Configuration¶
This section details the configuration settings for SpectX Server. They can be changed by overriding the default values specified during the first run, or by editing the SpectX configuration file later on.
Configuration items in SpectX configuration file conf/sx.conf
follow
Java properties format.
Values specified in config file override default values used by the server. Any change in the configuration
requires server restart for the change to take effect.
The values can include any number of constructions of the form “${PROP}” where PROP denotes a name of the environment variable, or, if the variable is undefined, then a system property name set using -D command-line option for java virtual machine.
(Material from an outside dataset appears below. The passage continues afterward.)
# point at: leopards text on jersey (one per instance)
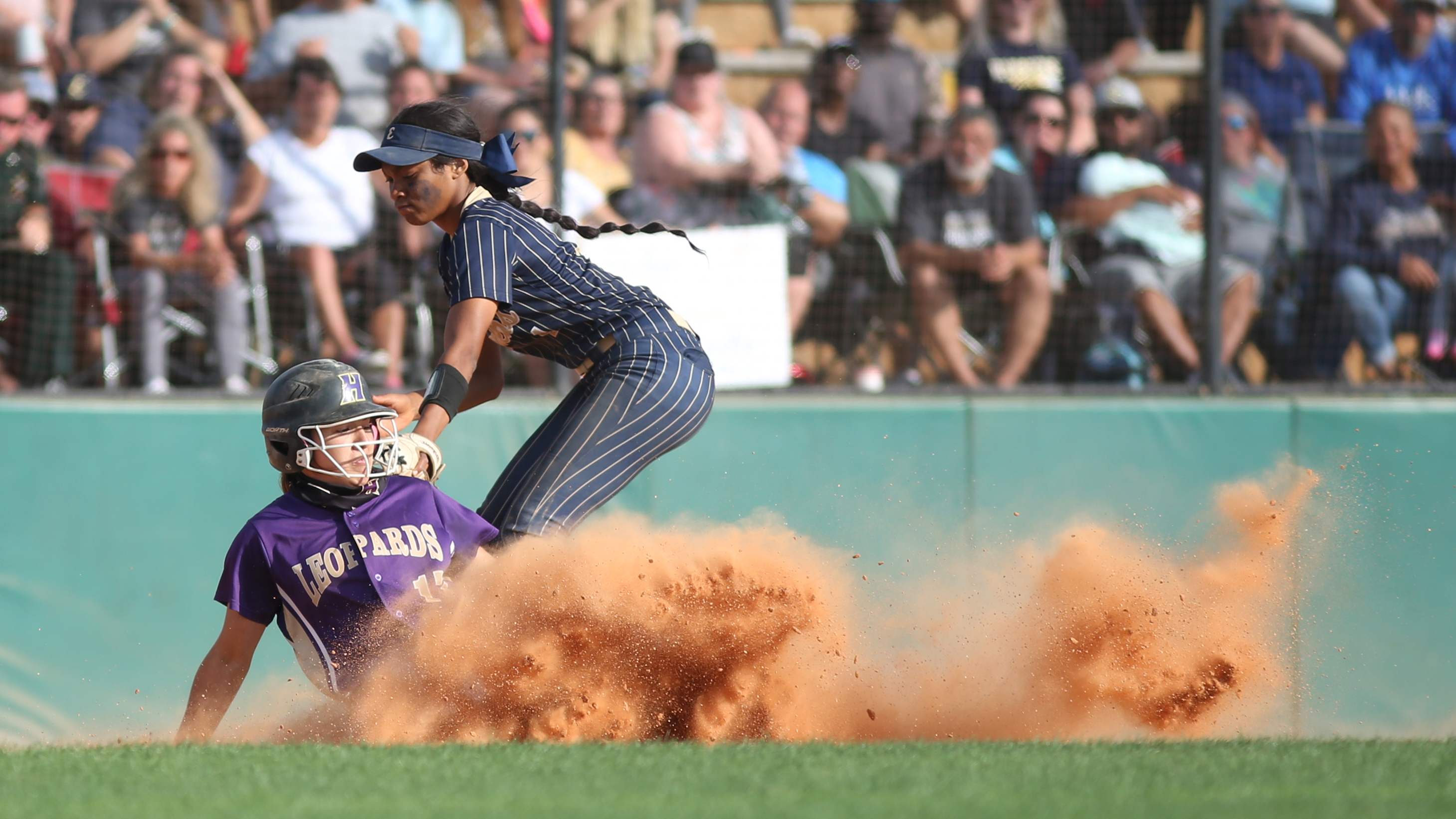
(327, 575)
During configuration reading, the SpectX is substituting these with actual values of the environment variables/system properties. These can be set in environment variable definition script.
One of the properties actively used in default configuration template is SPECTX_HOME, which is set by startup script to the value of environment variable of the same name.
Configuration properties can be defined as environment variables instead of a configuration file or to override certain
properties of the configuration file. When setting environment variables, you’ll need to prefix the configuration
property key name with spectx.
, i.e. spectx.wgui.port
or spectx.engine.pu_count
.
NB! Do not rename the SpectX configuration file. SpectX searches for configuration file only by the name ${SPECTX_HOME}/conf/sx.conf.
This file will not be modified or deleted during upgrades in the future.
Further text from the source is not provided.